At the height of the Lancastrian struggle with the House of York, the red rose appears again in a striking context. When the deposed Henry VI was re-adapted briefly as king in 1470, the Grocer’s Company in London ripped up the white roses they had planted for Edward IV, and replaced them with red ones as a mark of their loyalty to Henry VI. Henry VI’s half nephew, Henry Tudor, was then in London. He left within days and only returned in 1485, after having defeated Richard III at Bosworth.
It was now that Henry Tudor chose the red rose as his favoured badge. The religious symbolism was without doubt important to him.
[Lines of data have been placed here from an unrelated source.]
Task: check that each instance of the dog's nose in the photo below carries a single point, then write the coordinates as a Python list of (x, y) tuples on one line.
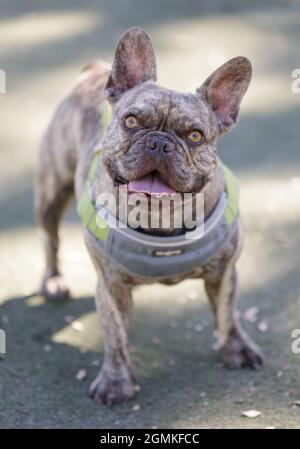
[(160, 143)]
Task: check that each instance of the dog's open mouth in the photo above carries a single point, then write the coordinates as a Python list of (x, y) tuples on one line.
[(151, 184)]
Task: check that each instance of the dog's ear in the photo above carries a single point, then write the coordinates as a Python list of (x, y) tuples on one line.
[(225, 88), (134, 63)]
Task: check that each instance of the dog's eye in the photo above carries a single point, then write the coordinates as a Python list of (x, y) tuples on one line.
[(131, 122), (195, 136)]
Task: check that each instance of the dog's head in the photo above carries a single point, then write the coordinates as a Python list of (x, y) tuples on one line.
[(161, 141)]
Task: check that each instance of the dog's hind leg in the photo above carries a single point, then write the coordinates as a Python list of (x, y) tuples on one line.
[(237, 350)]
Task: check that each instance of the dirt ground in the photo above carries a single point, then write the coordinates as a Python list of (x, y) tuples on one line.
[(183, 384)]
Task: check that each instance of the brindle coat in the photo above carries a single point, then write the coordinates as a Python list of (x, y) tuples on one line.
[(65, 156)]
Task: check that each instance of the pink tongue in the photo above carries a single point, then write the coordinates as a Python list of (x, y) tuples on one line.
[(151, 184)]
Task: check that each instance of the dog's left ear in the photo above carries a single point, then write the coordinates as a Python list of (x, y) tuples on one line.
[(134, 63), (225, 88)]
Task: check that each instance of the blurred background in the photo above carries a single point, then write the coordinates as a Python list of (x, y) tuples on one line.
[(54, 351)]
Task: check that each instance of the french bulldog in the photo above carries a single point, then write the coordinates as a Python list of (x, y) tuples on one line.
[(153, 131)]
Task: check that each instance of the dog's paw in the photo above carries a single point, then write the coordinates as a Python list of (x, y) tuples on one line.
[(111, 390), (240, 352), (55, 289)]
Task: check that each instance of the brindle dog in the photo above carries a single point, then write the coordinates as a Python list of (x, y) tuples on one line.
[(147, 119)]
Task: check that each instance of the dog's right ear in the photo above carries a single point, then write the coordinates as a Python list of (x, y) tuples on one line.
[(134, 63)]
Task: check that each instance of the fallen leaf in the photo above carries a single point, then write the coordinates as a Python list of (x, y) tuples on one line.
[(263, 326), (77, 326), (250, 314), (198, 328), (81, 375), (47, 348), (296, 403), (156, 341), (136, 408), (251, 413)]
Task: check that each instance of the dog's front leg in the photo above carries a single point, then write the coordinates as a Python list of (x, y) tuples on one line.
[(114, 303), (237, 349)]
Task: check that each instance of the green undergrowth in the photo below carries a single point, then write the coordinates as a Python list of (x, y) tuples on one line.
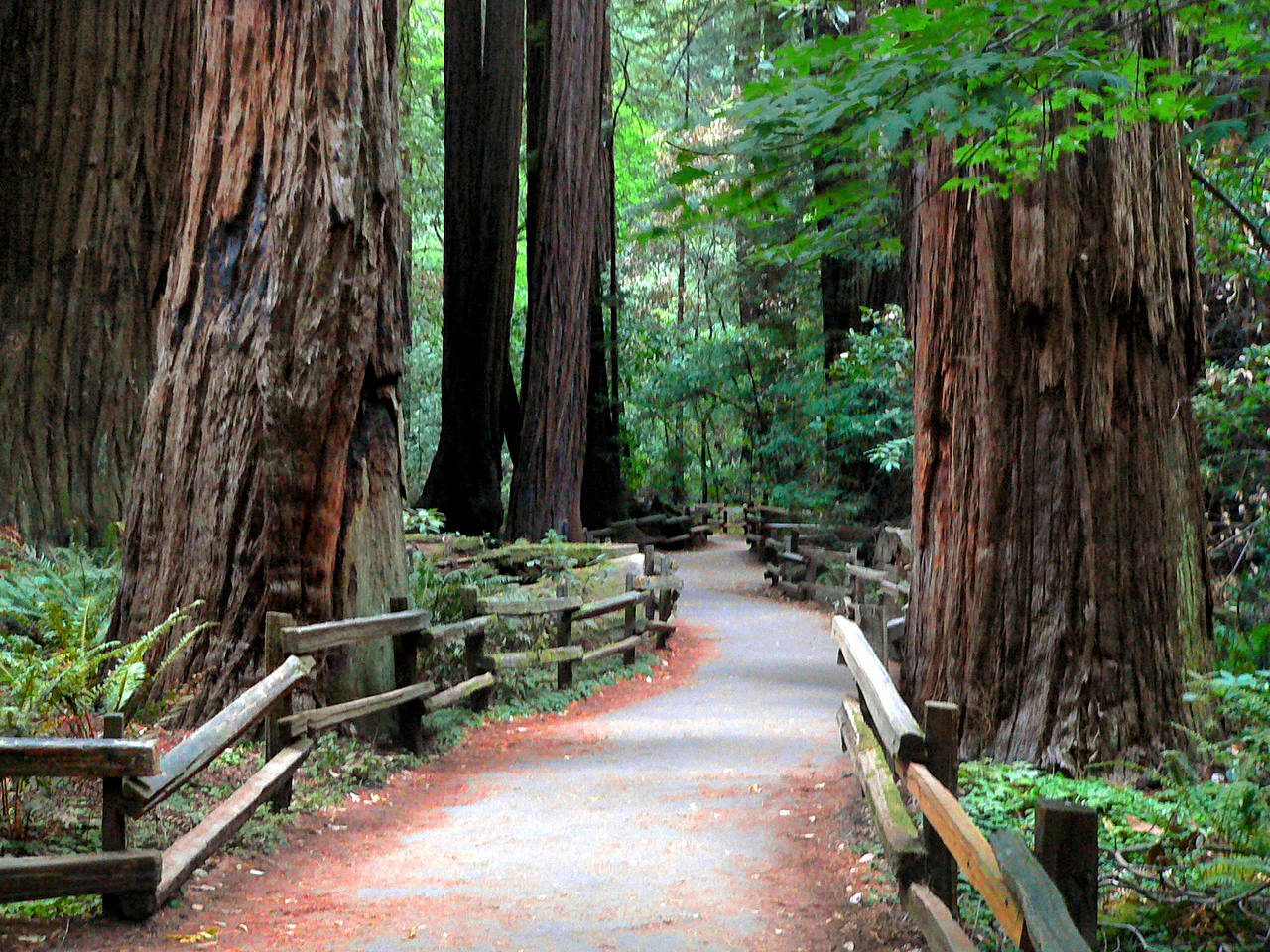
[(340, 771), (1185, 855)]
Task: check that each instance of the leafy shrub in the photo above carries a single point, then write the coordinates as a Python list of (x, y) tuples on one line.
[(1191, 857), (425, 521), (59, 666)]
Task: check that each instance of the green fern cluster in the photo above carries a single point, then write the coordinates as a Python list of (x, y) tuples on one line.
[(59, 665), (1184, 865)]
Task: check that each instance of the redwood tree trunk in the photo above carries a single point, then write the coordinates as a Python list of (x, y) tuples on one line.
[(484, 71), (1061, 585), (91, 128), (604, 497), (270, 475), (563, 125)]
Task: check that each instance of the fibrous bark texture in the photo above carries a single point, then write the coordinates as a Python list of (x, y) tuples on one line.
[(270, 471), (90, 132), (604, 497), (563, 126), (484, 71), (1061, 585)]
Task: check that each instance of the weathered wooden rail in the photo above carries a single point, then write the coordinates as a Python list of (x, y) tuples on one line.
[(662, 530), (1047, 901), (134, 884)]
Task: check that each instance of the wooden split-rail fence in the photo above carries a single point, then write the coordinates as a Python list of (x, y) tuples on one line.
[(135, 778), (663, 530), (1044, 900)]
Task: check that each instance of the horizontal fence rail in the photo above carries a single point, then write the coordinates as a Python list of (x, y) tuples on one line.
[(135, 778), (76, 757), (885, 743)]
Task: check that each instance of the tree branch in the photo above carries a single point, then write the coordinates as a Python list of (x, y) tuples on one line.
[(1257, 235)]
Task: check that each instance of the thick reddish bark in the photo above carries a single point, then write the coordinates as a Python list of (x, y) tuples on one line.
[(563, 125), (604, 495), (90, 132), (1061, 585), (484, 70), (270, 476)]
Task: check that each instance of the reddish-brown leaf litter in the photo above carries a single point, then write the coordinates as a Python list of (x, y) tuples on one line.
[(649, 816)]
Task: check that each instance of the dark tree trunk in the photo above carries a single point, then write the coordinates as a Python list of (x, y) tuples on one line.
[(484, 70), (563, 126), (604, 497), (95, 108), (1061, 585), (268, 476)]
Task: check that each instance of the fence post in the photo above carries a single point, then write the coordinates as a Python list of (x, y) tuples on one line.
[(113, 819), (629, 621), (474, 648), (405, 671), (273, 740), (564, 634), (943, 739), (1067, 848)]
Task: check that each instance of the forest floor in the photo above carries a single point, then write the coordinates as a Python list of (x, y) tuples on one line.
[(705, 807)]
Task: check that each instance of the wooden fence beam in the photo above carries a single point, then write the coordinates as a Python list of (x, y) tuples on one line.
[(202, 747), (966, 844), (76, 757), (901, 842), (51, 876), (307, 639), (1048, 927), (189, 852), (460, 692), (322, 717), (935, 920), (897, 728)]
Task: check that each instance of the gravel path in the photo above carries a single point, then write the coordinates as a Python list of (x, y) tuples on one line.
[(708, 812), (652, 838)]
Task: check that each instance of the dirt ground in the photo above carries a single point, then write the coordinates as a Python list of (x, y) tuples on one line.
[(404, 867)]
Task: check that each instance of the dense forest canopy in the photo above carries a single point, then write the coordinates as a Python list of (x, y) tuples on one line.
[(739, 249)]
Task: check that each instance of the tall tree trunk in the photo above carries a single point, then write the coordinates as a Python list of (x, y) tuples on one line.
[(563, 126), (1061, 585), (94, 117), (604, 497), (270, 472), (484, 71)]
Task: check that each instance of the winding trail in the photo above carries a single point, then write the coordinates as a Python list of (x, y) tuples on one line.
[(711, 815)]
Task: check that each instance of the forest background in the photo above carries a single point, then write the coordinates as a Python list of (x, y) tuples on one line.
[(756, 340)]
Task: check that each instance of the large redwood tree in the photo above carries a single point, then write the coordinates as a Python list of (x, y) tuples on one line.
[(270, 474), (484, 73), (1061, 587), (93, 125), (564, 70)]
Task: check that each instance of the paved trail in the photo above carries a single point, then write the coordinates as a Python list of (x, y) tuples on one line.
[(651, 839), (701, 819)]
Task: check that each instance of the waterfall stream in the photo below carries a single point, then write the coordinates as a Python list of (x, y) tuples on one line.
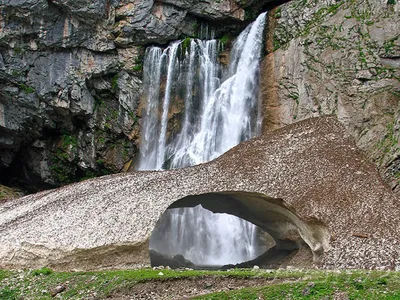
[(221, 109)]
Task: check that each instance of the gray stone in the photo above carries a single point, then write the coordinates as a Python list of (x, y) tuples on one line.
[(337, 58), (308, 178)]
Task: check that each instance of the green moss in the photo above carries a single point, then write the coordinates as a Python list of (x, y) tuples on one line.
[(389, 45), (226, 39), (26, 89), (98, 102), (42, 271), (279, 284), (114, 82), (278, 13)]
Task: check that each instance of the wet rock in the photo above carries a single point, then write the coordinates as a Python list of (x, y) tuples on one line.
[(310, 55), (300, 177)]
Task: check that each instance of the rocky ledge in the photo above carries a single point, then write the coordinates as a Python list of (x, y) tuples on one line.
[(70, 80)]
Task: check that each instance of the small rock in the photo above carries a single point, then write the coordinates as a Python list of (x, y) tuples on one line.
[(58, 290)]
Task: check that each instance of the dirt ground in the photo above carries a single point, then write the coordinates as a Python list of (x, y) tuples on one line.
[(188, 288)]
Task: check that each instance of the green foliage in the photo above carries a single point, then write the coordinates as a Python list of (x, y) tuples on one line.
[(138, 67), (389, 45), (98, 102), (69, 140), (185, 44), (9, 294), (114, 82), (226, 39), (26, 89), (278, 13), (42, 271), (279, 284), (195, 27)]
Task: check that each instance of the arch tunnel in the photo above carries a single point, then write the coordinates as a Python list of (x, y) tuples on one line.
[(284, 232)]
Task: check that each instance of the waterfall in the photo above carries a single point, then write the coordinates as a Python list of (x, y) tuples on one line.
[(221, 109)]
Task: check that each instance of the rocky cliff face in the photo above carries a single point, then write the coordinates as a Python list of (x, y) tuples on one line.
[(70, 76), (341, 58), (70, 79)]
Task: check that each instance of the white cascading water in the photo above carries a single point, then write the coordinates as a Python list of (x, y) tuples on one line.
[(221, 110)]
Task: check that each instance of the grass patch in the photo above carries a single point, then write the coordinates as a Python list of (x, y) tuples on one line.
[(353, 285), (310, 284)]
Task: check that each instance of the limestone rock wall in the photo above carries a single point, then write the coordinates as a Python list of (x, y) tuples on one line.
[(310, 174), (341, 58), (70, 80)]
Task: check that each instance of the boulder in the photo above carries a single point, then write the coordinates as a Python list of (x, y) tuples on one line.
[(305, 183)]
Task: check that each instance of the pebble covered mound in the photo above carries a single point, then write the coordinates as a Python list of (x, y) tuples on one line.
[(313, 167)]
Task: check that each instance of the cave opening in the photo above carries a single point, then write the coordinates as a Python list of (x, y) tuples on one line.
[(193, 233)]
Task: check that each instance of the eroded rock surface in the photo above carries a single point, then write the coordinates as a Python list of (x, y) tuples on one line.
[(70, 80), (311, 172), (341, 58)]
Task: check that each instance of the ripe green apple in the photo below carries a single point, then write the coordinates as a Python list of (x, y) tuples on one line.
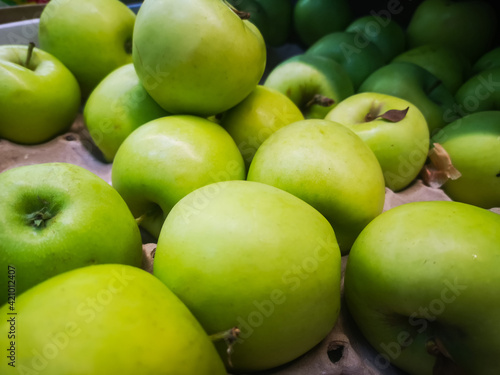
[(413, 83), (445, 63), (384, 32), (330, 167), (316, 84), (249, 255), (422, 285), (313, 19), (117, 106), (466, 26), (259, 115), (356, 54), (400, 142), (105, 319), (473, 144), (32, 109), (162, 161), (92, 37), (59, 216), (195, 56)]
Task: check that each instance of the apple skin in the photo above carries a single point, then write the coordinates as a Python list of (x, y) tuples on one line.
[(92, 37), (196, 56), (116, 107), (32, 110), (302, 77), (385, 33), (106, 304), (357, 55), (86, 222), (413, 83), (473, 144), (400, 147), (330, 167), (420, 271), (259, 115), (162, 161), (466, 26), (270, 266)]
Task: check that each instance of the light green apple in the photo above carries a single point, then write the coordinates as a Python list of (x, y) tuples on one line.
[(164, 160), (38, 100), (57, 217), (316, 84), (356, 54), (259, 115), (116, 107), (196, 56), (330, 167), (421, 283), (384, 32), (248, 255), (104, 319), (413, 83), (92, 37), (466, 26), (313, 19), (394, 129), (473, 144)]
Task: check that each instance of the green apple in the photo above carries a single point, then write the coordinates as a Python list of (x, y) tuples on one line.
[(117, 106), (466, 26), (316, 84), (356, 54), (413, 83), (394, 129), (313, 19), (473, 145), (92, 37), (445, 63), (104, 319), (259, 115), (59, 216), (195, 56), (38, 100), (330, 167), (245, 254), (422, 285), (162, 161), (384, 32)]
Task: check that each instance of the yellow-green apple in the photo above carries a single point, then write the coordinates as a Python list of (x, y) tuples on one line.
[(248, 255), (466, 26), (393, 128), (94, 322), (473, 145), (417, 85), (195, 56), (116, 107), (259, 115), (59, 216), (165, 159), (92, 37), (421, 284), (39, 97), (314, 83), (356, 54), (384, 32), (330, 167)]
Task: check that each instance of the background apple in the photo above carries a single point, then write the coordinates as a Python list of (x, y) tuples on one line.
[(92, 37), (33, 110), (59, 216), (270, 266)]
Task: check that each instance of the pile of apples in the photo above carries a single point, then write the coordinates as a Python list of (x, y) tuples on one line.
[(252, 186)]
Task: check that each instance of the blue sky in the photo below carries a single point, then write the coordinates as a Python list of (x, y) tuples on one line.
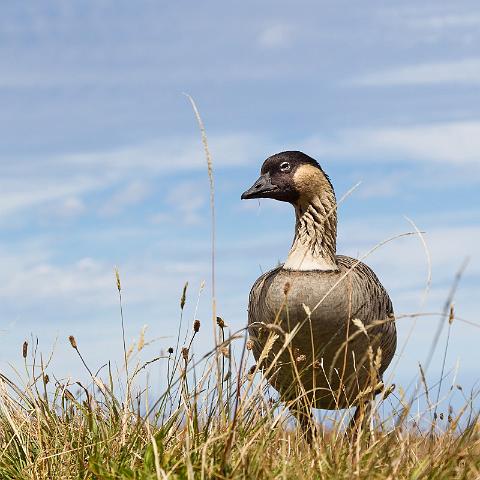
[(101, 162)]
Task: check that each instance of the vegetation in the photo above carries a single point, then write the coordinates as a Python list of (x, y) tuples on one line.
[(216, 418)]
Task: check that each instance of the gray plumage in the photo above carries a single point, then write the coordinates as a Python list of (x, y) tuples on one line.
[(341, 316), (353, 292)]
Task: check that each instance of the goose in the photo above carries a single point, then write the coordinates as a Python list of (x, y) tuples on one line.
[(335, 313)]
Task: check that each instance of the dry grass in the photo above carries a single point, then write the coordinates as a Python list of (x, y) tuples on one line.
[(216, 419), (195, 429)]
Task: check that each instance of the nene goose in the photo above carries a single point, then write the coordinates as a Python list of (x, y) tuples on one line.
[(323, 321)]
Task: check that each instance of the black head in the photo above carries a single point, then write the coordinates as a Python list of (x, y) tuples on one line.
[(279, 177)]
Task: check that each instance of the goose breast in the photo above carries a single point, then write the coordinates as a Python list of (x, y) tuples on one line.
[(328, 356)]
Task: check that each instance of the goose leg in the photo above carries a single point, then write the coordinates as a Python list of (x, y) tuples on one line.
[(304, 417)]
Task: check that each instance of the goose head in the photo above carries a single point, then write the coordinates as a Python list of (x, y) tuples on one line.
[(290, 176), (298, 179)]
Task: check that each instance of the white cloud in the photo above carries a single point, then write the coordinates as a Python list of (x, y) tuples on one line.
[(276, 35), (464, 72), (186, 200), (453, 142), (448, 21), (53, 181), (131, 194)]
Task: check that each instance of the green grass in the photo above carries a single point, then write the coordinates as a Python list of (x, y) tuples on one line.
[(215, 419)]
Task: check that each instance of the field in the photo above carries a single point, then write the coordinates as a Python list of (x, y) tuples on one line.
[(217, 417)]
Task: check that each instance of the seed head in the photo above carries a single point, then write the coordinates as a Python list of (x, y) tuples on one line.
[(451, 315), (68, 395), (117, 276), (225, 352), (184, 296)]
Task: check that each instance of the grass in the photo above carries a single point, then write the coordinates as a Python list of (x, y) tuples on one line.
[(203, 427), (217, 418)]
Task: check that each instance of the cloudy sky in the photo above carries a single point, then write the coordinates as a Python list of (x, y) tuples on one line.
[(101, 162)]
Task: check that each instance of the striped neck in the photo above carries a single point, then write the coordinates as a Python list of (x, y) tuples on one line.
[(314, 244)]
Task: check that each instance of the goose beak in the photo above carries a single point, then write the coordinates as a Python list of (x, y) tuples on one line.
[(262, 188)]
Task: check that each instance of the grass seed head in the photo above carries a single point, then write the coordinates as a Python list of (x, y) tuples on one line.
[(183, 299), (451, 315), (117, 276), (196, 326), (73, 342)]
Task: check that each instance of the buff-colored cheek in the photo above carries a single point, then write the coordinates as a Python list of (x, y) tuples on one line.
[(308, 180)]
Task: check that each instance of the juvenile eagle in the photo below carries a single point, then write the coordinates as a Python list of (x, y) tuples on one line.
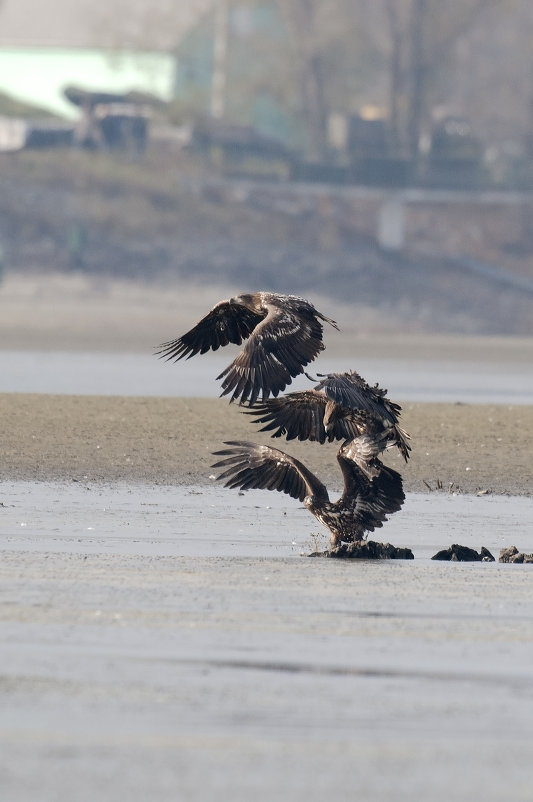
[(283, 334), (371, 490), (341, 407)]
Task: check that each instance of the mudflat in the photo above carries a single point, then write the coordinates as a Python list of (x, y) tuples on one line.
[(462, 447)]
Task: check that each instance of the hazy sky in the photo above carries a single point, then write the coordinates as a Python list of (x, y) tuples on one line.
[(74, 23)]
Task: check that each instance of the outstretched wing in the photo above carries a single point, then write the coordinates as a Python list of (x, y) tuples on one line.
[(351, 391), (371, 499), (225, 323), (289, 337), (295, 415), (248, 465)]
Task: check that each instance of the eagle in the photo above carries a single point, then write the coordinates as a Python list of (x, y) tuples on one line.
[(342, 406), (371, 490), (283, 334)]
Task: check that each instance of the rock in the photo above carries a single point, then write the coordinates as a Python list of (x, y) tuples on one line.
[(458, 553), (512, 555), (366, 550), (507, 554)]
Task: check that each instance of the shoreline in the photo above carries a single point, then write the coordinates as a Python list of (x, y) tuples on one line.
[(463, 448)]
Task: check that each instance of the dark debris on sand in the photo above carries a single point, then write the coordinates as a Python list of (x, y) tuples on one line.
[(464, 554), (366, 550)]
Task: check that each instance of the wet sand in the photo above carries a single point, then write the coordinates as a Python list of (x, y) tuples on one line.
[(162, 638), (462, 447)]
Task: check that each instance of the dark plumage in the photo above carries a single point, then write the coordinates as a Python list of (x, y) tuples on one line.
[(371, 490), (341, 407), (283, 334)]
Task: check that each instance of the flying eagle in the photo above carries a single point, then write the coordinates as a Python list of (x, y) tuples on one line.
[(371, 490), (341, 407), (283, 334)]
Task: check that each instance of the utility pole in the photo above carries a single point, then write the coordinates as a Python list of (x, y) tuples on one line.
[(220, 57)]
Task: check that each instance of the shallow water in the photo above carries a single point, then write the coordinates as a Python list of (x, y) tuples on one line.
[(214, 521), (144, 374)]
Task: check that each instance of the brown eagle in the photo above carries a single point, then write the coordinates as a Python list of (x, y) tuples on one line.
[(283, 334), (371, 490), (341, 407)]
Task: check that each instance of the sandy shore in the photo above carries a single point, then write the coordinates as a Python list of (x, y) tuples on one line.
[(468, 448)]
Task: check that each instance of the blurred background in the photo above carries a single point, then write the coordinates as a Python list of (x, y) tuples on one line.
[(155, 156)]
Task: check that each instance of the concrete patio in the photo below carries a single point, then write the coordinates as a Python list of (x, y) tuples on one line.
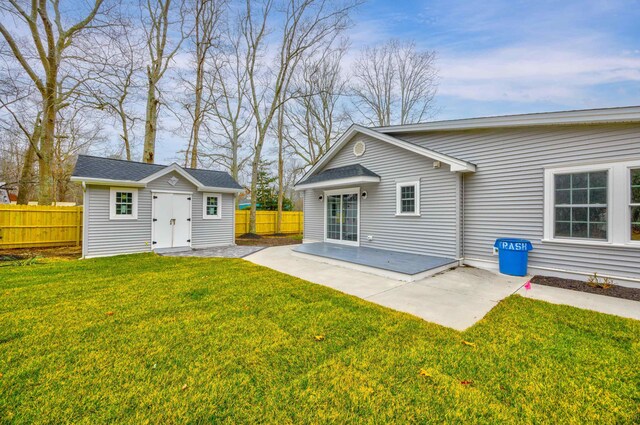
[(392, 264), (457, 298)]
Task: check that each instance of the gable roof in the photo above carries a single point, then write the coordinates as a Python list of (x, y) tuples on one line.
[(340, 174), (455, 163), (97, 170), (582, 116)]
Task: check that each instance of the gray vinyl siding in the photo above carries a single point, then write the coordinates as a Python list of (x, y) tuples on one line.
[(505, 197), (433, 232), (205, 233), (313, 216), (111, 237)]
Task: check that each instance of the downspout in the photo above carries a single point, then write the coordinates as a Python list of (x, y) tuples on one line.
[(85, 209)]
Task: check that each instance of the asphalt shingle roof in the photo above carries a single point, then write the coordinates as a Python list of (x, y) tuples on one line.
[(117, 169), (355, 170)]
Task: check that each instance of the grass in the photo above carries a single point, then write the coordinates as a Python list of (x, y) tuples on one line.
[(146, 339)]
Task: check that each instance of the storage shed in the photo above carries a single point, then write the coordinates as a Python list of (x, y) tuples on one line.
[(132, 207)]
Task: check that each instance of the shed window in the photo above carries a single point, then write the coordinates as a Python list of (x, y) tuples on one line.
[(408, 198), (123, 203), (635, 204), (581, 205), (211, 206)]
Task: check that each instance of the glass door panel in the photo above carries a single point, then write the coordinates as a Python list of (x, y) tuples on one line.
[(342, 217), (350, 217), (333, 217)]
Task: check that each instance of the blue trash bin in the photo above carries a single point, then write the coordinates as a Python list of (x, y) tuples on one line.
[(513, 255)]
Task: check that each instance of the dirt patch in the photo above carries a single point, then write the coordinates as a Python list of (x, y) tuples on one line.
[(269, 240), (250, 236), (66, 252), (578, 285)]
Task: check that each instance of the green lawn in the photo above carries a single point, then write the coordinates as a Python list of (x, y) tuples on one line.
[(140, 338)]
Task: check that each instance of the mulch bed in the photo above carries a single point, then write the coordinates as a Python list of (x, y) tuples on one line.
[(577, 285), (250, 239)]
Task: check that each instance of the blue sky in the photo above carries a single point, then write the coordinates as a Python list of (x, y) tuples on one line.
[(502, 57)]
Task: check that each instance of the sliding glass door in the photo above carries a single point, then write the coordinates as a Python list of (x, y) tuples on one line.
[(342, 216)]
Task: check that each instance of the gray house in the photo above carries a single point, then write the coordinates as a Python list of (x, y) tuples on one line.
[(567, 181), (136, 207)]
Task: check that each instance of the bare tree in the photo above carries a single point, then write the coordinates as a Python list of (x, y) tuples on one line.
[(308, 25), (206, 35), (230, 111), (317, 116), (394, 83), (21, 122), (50, 37), (115, 90), (162, 20)]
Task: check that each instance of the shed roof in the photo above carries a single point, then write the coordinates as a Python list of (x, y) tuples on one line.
[(355, 170), (92, 168)]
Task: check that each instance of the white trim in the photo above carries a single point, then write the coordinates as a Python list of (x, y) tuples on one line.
[(205, 216), (416, 185), (454, 163), (173, 167), (338, 182), (112, 203), (585, 116), (107, 182), (219, 189), (618, 198), (179, 192), (350, 190)]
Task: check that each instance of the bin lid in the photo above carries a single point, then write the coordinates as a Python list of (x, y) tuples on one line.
[(511, 244)]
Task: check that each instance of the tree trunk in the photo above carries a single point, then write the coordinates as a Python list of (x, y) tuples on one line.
[(280, 169), (45, 159), (254, 192), (26, 175), (151, 121), (125, 131)]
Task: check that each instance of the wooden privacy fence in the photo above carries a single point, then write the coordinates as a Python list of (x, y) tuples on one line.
[(292, 222), (29, 226)]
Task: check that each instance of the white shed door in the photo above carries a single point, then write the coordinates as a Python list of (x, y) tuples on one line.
[(172, 216)]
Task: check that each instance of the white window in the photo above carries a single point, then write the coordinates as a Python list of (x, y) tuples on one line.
[(634, 210), (211, 206), (408, 198), (123, 203), (593, 204), (581, 205)]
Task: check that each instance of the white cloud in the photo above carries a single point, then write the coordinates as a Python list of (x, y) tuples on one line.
[(529, 73)]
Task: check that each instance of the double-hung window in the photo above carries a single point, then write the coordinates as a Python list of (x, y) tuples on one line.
[(123, 203), (581, 205), (211, 206), (595, 204), (408, 198), (634, 185)]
Henry Tudor regarded the Virgin Mary as his special protector. The red rose also represented Christ’s Passion – the five petals of the heraldic rose corresponding to the five wounds on Christ’s crucified body. And this too had special meaning for Henry. Twenty-four years later, when the dying king ordered thousands of Masses to be said for his soul, he asked for a quarter of them to be dedicated to the Five Wounds.
Yet Henry still might have chosen other religious symbols. He chose the red rose badge in the knowledge that he was to marry Elizabeth of York, the heir of the white rose dynasty. Within weeks of this marriage the royal mint had issued a coin featuring the double union rose, commonly termed the ‘Tudor rose’, in which the red petals of the Lancastrian rose, surround the white petals of the House of York. It became immensely popular with artists and poets, symbolising as it did, national healing after the civil wars.
Does the term ‘the Cousins’ war’ really have the same meaning or resonance? Does it even have any history predating the novels of Philippa Gregory? In what way is it more authentic than the Wars of the Roses? As royal houses intermarry, and as European nations were ruled by monarchies for most of their history, half the wars in Europe’s past could be described as ‘cousins’ wars’. The Wars of the Roses tells us rather more than that this was a dynastic struggle: it tells us something about the religious values of the past, about how the wars were remembered, and the national gratitude for peace when they ended. The Wars of the Roses seem to me a far more valuable term than the Cousins’ War, and not one to be carelessly replaced.